Skręciło ją w żołądku. Chcąc lub nie mężczyzna obok właśnie powiedział, co sądzi o jej urodzie. Nie wiedziała jak powinna zareagować, była zdesperowana, czuła, że jeśli teraz wejdzie Waleria i zobaczy swojego męża śliniącego się do niej nie będzie z nią dobrze. Dlatego, gdy chciał założyć jej pasmo włosów za ucho od razu odsunęła głowę.

- Muszę wracać do pracy. Przepraszam.

Po czym spuściła głowę i wyszła z kuchni.

*

Waleria długo nie wychodziła ze swojej sypialni. Oczywiście było to zbawienie dla Antoni, jednak nie zmieniało to faktu, że musiała pracować. Tyle dobrego, że przynajmniej nikt nie darł się jej nad uchem. 

Tak jak kazano umyła wszystkie okna od wschodniej strony domu, wysprzątała altanę i kolejny raz zamiotła kostkę brukową wyłożoną na podwórku. Pozostało jej jeszcze umyć podłogi w domu i posprzątać naczynia po kolacji, później była już wolna i mogła odetchnąć w swoim małym pokoju w piwnicy. 

Westchnęła dociskając szmatę bardziej do płytek i myjąc je tak, że mogła się w nich przejrzeć. Zeszło jej dłużej niż oczekiwała. Ku jej zdziwieniu nikt się nie szwendał, po prostu siedzieli na górze u siebie, jedynie Zayn zajmował swoje stałe miejsce w salonie oglądając jakiś badziewny film.
Na czworaka przeszła kawałek i przykucnęła. 
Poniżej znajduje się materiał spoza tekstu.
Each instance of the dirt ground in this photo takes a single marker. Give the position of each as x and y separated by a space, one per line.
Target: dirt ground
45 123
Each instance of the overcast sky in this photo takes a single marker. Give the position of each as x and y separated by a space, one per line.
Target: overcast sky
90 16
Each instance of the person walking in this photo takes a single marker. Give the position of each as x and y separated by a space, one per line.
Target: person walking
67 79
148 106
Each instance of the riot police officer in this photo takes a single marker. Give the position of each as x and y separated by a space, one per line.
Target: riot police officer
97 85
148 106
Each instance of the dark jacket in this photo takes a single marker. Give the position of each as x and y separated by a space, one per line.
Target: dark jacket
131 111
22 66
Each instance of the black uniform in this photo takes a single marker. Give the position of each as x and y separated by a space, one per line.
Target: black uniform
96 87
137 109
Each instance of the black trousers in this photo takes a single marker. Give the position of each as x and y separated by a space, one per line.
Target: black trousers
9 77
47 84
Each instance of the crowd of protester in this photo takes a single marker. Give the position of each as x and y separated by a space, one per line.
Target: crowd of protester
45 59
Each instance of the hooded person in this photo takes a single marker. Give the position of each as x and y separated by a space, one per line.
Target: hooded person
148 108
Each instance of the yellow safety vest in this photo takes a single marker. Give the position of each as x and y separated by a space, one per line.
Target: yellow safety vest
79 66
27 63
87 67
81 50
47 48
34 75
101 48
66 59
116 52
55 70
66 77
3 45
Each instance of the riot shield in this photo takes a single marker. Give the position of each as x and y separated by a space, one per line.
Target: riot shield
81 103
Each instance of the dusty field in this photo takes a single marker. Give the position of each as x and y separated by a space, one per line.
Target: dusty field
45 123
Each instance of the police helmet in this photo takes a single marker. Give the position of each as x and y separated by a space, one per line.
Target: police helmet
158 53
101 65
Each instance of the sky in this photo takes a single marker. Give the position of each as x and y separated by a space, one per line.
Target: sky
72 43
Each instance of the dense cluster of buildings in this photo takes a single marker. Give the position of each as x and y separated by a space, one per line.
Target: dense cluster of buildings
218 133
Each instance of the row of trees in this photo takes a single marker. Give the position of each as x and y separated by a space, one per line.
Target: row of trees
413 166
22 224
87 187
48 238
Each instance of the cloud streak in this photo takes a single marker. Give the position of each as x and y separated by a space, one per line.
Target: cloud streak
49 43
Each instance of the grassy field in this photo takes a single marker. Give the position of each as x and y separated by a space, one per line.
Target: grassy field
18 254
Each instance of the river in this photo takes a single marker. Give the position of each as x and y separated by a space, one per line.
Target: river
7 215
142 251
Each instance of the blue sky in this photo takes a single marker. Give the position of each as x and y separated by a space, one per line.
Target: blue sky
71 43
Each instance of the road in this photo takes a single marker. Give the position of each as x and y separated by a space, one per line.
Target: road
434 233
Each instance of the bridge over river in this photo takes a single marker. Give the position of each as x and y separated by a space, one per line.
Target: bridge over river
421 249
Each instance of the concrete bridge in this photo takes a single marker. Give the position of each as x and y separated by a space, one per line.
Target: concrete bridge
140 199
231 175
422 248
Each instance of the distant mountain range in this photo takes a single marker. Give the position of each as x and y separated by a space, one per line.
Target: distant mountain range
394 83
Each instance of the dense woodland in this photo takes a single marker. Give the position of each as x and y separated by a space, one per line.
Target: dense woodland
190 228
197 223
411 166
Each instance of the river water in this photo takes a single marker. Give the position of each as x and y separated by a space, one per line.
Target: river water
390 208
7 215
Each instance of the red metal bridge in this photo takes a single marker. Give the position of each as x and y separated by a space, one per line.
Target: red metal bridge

- Nie będzie ci przeszkadzać, jeśli będę tu myła?

Spojrzał na nią od niechcenia. Włosy miała tłuste, potargane, a ubranie podarte i wygniecione. 
Wzruszył ramionami.

- Jeśli ci zależy.

Skinęła i już po chwili zaczęła czyścić panele w salonie. Nie był on mały i naprawdę się nad tym napracowała. W pewnym momencie do pomieszczenia wszedł Jack. Zbyt szybko pochwaliła dzień przed zachodem słońca. 

- Idź już się połóż Antonio, na pewno jesteś zmęczona. - usiadł lustrując jej ciało wzrokiem. Przykucnęła po raz drugi.

- Muszę to skończyć, proszę pana.

Skinął jedynie głową. I zamiast wlepić swoje oczy w telewizor przed sobą patrzył tylko na nią. Jak synchronicznie pracuje jej dłoń i tyłek...
Nagle wylał odrobinę kawy ze swojego kubka. Zayn spojrzał na niego zdezorientowany, a ten zaczął przepraszać cicho, prosząc, by to też posprzątała. Antonietta posłusznie nachyliła się i wytarła rozlany płyn. Jack odczuł satysfakcję, a przynajmniej to malowało mu się na twarzy. Zayn zmarszczył brwi i po prostu wyszedł, nie chciał wiedzieć, co wyobrażał sobie jego ojciec.